The special feature of the RSM tool, ‘point prediction’, was employed to find the optimum value of the combination of the four factors for maximum biosorption. The predicted optimal conditions were as follows: pH 1.78, dye concentration 108.5 mg/L, biosorbent dosage 0.73 g/L and speed of agitation 87.3 rpm. Validation experiments were performed to verify the accuracy of the model. The results showed that the predicted values were in accordance with the experimental results. The biosorption was 133.0 mg/g, which was in excellent agreement with the predicted value (133.97 mg/g). The result showed good correlation between statistically predicted and experimental values, which confirmed the model’s authenticity and the existence of an optimum point. Therefore, response surface optimization could be successfully used to optimize the process parameters and evaluate the performance of R. arrhizus as a biosorbent and to achieve an overall 49.04 % increase in biosorption.

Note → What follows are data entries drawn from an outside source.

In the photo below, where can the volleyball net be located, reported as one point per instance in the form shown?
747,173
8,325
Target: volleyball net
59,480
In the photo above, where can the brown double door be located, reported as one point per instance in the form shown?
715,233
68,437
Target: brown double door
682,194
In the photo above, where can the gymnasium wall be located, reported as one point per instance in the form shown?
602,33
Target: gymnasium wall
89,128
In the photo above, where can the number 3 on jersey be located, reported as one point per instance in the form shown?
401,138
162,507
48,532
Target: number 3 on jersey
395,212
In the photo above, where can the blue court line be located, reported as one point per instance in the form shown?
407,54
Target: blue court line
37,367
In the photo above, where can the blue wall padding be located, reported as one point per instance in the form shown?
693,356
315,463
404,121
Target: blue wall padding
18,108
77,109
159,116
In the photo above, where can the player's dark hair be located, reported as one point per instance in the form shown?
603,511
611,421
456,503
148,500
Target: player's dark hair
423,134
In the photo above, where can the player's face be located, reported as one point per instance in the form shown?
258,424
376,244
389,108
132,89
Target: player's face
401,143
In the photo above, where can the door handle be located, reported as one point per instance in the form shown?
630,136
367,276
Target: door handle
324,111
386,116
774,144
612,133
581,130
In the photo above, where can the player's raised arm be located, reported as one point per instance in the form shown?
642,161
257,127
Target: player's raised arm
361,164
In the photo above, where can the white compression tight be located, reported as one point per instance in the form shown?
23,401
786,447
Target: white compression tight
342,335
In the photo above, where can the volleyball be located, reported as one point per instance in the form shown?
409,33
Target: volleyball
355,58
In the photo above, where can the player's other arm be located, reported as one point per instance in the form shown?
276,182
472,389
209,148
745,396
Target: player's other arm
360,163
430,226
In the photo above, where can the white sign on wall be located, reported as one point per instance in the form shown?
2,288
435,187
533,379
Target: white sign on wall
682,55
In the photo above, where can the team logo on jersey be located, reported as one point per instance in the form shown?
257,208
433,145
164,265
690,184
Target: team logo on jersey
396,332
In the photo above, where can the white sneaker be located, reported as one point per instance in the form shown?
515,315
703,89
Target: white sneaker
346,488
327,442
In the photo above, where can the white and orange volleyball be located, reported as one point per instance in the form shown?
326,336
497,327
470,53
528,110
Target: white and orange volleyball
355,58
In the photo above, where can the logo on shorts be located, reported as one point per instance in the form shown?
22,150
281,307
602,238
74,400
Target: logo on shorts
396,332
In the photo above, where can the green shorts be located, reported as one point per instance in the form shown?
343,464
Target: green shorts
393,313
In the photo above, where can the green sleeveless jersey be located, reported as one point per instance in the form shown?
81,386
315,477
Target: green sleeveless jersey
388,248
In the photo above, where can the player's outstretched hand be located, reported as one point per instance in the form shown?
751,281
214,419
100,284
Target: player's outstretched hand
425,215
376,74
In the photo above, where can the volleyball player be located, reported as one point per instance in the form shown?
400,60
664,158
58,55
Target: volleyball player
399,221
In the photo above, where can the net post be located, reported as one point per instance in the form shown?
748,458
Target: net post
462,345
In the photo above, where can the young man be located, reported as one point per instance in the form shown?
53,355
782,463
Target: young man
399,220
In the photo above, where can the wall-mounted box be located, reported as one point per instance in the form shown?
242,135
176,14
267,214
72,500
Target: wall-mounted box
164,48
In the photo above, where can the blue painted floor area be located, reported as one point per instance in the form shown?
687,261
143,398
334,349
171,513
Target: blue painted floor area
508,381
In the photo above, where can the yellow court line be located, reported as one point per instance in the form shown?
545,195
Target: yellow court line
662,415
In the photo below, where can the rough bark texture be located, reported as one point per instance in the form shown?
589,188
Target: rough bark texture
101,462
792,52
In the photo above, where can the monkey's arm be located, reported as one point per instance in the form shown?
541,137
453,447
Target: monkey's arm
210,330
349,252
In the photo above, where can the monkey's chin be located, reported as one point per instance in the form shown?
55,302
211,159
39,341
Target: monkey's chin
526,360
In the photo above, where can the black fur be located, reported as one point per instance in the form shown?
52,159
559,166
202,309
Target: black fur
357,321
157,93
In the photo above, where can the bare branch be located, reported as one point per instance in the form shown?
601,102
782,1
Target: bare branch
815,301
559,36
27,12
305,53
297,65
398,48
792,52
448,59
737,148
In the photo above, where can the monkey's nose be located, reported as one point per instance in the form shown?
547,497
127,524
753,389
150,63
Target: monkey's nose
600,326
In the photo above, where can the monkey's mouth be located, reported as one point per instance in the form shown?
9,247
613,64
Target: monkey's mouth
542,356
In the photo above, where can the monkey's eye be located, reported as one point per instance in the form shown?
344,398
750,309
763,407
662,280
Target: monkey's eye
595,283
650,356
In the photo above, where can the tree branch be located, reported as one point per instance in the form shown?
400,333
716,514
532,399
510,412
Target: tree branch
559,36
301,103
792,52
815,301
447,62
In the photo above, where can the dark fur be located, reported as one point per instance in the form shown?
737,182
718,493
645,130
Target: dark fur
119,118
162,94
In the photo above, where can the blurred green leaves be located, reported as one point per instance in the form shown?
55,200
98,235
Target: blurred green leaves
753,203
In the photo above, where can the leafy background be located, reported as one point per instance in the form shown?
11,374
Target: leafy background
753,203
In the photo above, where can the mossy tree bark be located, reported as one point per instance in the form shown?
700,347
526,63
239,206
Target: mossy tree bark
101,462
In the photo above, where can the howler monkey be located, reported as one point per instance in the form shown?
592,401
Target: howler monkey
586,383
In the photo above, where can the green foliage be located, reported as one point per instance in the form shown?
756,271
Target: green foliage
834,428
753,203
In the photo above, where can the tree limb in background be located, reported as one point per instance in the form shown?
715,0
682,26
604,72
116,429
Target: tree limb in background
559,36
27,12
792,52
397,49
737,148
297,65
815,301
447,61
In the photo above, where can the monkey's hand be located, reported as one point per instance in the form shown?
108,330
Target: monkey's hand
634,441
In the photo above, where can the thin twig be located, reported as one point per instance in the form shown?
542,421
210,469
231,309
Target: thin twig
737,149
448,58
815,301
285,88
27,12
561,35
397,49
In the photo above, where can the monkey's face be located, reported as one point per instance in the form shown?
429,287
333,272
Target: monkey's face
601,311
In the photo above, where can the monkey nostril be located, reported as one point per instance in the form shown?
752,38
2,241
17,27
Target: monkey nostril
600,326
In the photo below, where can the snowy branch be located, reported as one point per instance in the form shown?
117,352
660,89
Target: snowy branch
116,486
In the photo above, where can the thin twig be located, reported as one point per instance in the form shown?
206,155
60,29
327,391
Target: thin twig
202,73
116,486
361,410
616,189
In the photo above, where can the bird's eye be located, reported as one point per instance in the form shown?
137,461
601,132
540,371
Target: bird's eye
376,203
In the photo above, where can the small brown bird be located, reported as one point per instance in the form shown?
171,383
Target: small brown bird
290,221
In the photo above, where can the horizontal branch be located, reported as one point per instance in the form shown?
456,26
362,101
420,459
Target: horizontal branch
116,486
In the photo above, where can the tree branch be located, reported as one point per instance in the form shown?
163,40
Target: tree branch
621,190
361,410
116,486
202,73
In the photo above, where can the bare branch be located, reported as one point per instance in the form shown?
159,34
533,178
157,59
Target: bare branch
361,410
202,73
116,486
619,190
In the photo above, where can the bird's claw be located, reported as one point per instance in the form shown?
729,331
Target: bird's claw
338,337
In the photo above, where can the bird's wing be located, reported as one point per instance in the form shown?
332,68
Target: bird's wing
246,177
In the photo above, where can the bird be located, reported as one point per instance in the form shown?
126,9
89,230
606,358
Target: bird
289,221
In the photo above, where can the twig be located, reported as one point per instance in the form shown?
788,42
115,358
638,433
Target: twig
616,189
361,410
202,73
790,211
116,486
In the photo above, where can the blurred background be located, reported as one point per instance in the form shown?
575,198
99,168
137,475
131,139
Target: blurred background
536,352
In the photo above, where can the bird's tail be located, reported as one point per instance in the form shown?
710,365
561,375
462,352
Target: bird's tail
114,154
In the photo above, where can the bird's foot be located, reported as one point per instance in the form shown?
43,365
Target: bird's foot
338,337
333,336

Artificial neural network (ANN)

JMP (version 10) computing environment was chosen to generate a neural network to test and validate the model. ANNs are inspired by biological neural systems. In this approach, weighted sum of inputs arriving at each neuron is passed through an activation function (generally nonlinear) to generate an output signal. Each input node represents an independent variable, while the output nodes give the dependent variables [32]. A fully connected holdback network with the input, hidden and output layers is shown in the Fig. 3.

Fig. 3
figure 3

Architecture of optimized artificial neural network with three layers with four input and one output layer

Input layer and hidden layer have nonlinear activation neurons, and the output layer has linear neurons in network topology [22]. Each node in the input layer represents the value of one independent variable, while the output nodes indicate the dependent variables [38]. The model consisted of three layers: an input layer with four neurons (initial pH, dye concentration, biosorbent dosage and speed of agitation), a hidden layer with three neurons and an output with one neuron (4-3-1). Figure 4 shows a comparison between experimental and predicted values of SUC using the neural network model. From Fig. 4, it was observed that the simulated result using ANN showed a satisfactory correlation with the experimental result. The trained network gave a mean square error (MSE) of 0.02 with correlation coefficient (R 2) of 0.83, indicating that the ANN model reproduced the adsorption well in this system.

Fig. 4
figure 4

Regression plot (actual vs. predicted) using four input variables, three processing elements in the hidden layer and one output variable using the ANN model

Conclusion

A low-cost biosorbent prepared from dead fungal biomass of R. arrhizus NCIM 997 was successfully applied for the removal of RO 13 dye, a reactive mono-azo dye from aqueous solution using sequential optimization strategy. The statistical approach consisting of Plackett–Burman design, path of steepest ascent and central composite design helped in rapidly identifying important factors, studying the interactions between them and determining their optimum levels. Development of a polynomial model showed significant results for optimizing biosorption conditions for the RO 13 dye. This study clearly showed that the RSM is an effective tool for optimization of process parameters to maximize the dye removal. The optimum values of pH, dye concentration, biosorbent dosage and speed of agitation were found to be 2.0, 0.8 g/L, 114.0 mg/L and 85 rpm for the removal of RO 13 dye, respectively. The experimental values were in good agreement with the model-predicted values. ANN results showed that neural network modeling could effectively simulate and predict the behavior of the process. Optimal conditions obtained in this experiment have laid a solid foundation for further use of this microorganism in the treatment of reactive azo dyes containing effluents.